December 7th, 2011


The height advantage

The Youth of Today got measured on Monday. Turns out his (fairly short lived) Scoff Everything In Sight kick was indeed another growth spurt. He's 6'4" now. Just like that. And 99kg.

HOLYFUCKHOWDIDIPRODUCETHISTHING? Also, if it were Ye Olden Tymes, he'd be awesome for pulling the plough. Sadly, these are Ye Newen Tymes and the best thing I can think of is to put a wireless receiver on his head. He is also kind of handy for reaching high ceilings to put in skyhooks and in a pinch he could be used to hold down tarps on a windy day. He claims he's also good company and has fantastic taste in music, but he could do those things if he were 5'0" as well.

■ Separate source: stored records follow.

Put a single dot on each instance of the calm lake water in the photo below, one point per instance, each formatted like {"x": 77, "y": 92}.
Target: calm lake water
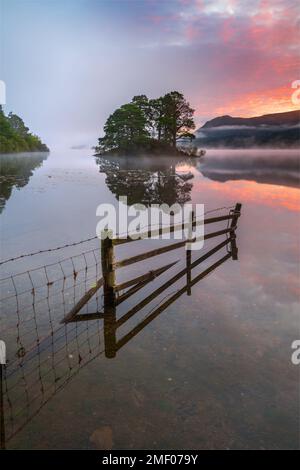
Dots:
{"x": 212, "y": 370}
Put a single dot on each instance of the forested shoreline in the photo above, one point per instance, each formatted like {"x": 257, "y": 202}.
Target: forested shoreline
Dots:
{"x": 16, "y": 137}
{"x": 148, "y": 125}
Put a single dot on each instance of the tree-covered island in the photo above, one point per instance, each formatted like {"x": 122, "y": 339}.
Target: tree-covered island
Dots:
{"x": 15, "y": 136}
{"x": 148, "y": 126}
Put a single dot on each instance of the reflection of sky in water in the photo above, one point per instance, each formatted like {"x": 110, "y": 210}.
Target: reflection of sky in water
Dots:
{"x": 214, "y": 370}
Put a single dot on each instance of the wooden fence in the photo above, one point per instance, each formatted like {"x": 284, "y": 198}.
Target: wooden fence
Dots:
{"x": 112, "y": 290}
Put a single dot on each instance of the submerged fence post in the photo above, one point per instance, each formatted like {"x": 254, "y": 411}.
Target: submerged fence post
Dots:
{"x": 109, "y": 283}
{"x": 189, "y": 259}
{"x": 108, "y": 269}
{"x": 234, "y": 250}
{"x": 2, "y": 366}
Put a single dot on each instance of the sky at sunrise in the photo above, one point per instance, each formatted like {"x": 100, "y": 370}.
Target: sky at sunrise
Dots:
{"x": 68, "y": 64}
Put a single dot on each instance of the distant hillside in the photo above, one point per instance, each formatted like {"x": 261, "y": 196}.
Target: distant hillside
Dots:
{"x": 281, "y": 130}
{"x": 291, "y": 118}
{"x": 15, "y": 136}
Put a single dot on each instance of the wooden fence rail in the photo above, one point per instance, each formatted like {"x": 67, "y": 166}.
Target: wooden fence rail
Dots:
{"x": 111, "y": 289}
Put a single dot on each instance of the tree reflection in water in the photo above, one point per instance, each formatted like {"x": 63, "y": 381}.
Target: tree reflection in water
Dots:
{"x": 155, "y": 182}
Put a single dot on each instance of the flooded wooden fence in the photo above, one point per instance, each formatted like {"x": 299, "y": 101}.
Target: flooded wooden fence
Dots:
{"x": 48, "y": 354}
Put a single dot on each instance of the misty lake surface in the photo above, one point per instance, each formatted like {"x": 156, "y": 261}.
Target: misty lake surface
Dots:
{"x": 211, "y": 371}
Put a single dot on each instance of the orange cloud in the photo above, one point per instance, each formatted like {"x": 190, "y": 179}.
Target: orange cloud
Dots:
{"x": 250, "y": 191}
{"x": 260, "y": 102}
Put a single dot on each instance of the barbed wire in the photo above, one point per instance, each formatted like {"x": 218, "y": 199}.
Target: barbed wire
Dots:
{"x": 69, "y": 245}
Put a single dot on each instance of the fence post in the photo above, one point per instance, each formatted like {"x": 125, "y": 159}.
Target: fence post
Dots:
{"x": 234, "y": 250}
{"x": 109, "y": 282}
{"x": 108, "y": 269}
{"x": 189, "y": 260}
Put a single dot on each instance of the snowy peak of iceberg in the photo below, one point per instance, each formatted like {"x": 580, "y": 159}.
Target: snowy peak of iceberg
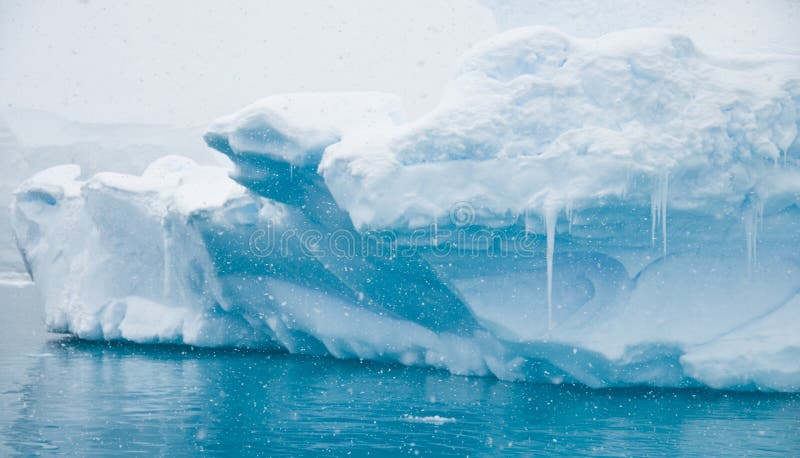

Also, new pants becoming necessary. Crap. See, if mah offspring had stopped growing at 5'7" I wouldn't have had to buy anywhere near as many pants. Small people are more economical - unless you've a plough needs pulling. So in the Brighter Future where we all have to grow our own food cos we can't afford supermarket stuff, all those new pants will pay off, right?

Logic. I has it.

Kind of related, this morning I had someone try to tell me that a) the increase in average height of people over the last few hundred years is a product of women selecting for tall men and thus inflicting genocide on short men, and b) penis size has been increasing at the same rate.

To which I went "Logic. U NO HAS." Because trying to give a serious answer to something like that is beyond me right now.